Regulations are set to come into force on 18 November which will bring into force those sections of the Planning (Scotland) Act 2019 which deal with planning obligations. This will involve amendments to s75 and s75A of the Town and Country Planning (Scotland) Act 1997, which govern the creation, modification and discharge of planning obligations.
A relatively subtle, albeit significant change
The 2019 Act didn't effect wholesale change to the existing planning obligation regime in Scotland – the change to s75 is a relatively subtle, albeit significant change. At present, s75 allows that a person may, in respect of land in the district of a planning authority, enter into an obligation restricting or regulating the development or use of the land ("a planning obligation") and then goes on to clarify that such a planning obligation may require the payment of a specified amount or an amount determined in accordance with the relevant instrument. Once the amended version of s75 comes into force on 18 November, a planning obligation will be an obligation which restricts or regulates the development of use or land, or requires payment of a specified amount or periodic payments. This might seem to be a minor distinction, but in effect it will decouple payment obligations from an obligation to restrict or regulate development, meaning that a financial payment could be required without any wider provisions in the agreement restricting and regulating the development. These provisions were likely brought in to address points which arose in the Elsick case, which found that the link between the impacts of the development in question were too remote from the contributions sought to be relevant to the development and form the basis of a planning obligation.

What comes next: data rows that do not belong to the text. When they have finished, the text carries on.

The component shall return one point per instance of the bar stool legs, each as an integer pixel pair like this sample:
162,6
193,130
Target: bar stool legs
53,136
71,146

Further flexibility and efficiency
The changes to s75A of the 1997 Act are intended to lend further flexibility and efficiency to the process for modifying or discharging a planning obligation. In its current form the Act requires a formal application to be made to the planning authority in terms of s75A and, like other planning applications, applications for modification or discharge of a planning obligation can take a number of weeks or months to be determined and require prescribed information to be provided. It may be that s75A applications remain the norm where substantive changes to a planning obligation are sought, but the new s75A at least provides scope for discharge of an obligation by agreement in writing between the planning authority and a person against whom the obligation is enforceable without a formal s75A application. This option will be of particular use where the terms of the planning obligation are now obsolete, most obviously where its terms have already have already been fully implemented or the planning permission to which the planning obligation related has expired without being implemented. Furthermore, at the moment, getting the wording of an application to modify an obligation correct is critical because the planning authority can only approve or refuse what has been applied for, it has no power to substitute its own wording or grant a s75A application in part. Going forward, the planning authority will be entitled to decide that a planning obligation should continue to have effect subject to modifications which the planning authority itself can draw up (with the applicant's approval).
Speed up the process of modifying or discharging an obligation
We hope that these changes to s75A will speed up the process of modifying or discharging an obligation and will allow planning authorities to take a pragmatic approach to modifying such agreements. Planning obligations remain in force unless and until formally discharged, even where there has been a change to the planning authority's policy in the interim or the rationale for enforcing the obligation no longer exists. For example, it used to be very common for planning obligations to be used to restrict the sale or occupancy of new dwellinghouses, particularly in rural locations where housing was justified based on a need for workers, often agricultural workers. Recent years have seen a move away from this policy position to what effectively amounts to a presumption against restrictions on occupancy and ownership of dwellinghouses, but such restrictions still burden many titles even though many planning authorities are now prepared to discharge them. It is expected that s75A will make it quicker and easier to have these, and other planning obligations which authorities no longer have an interest in enforcing, discharged. We have had recent success in having such a restriction on sale and occupancy removed from the title of a house within the grounds of a hotel, allowing the owners to lawfully sell the property to a person unconnected to the hotel business for the first time in decades.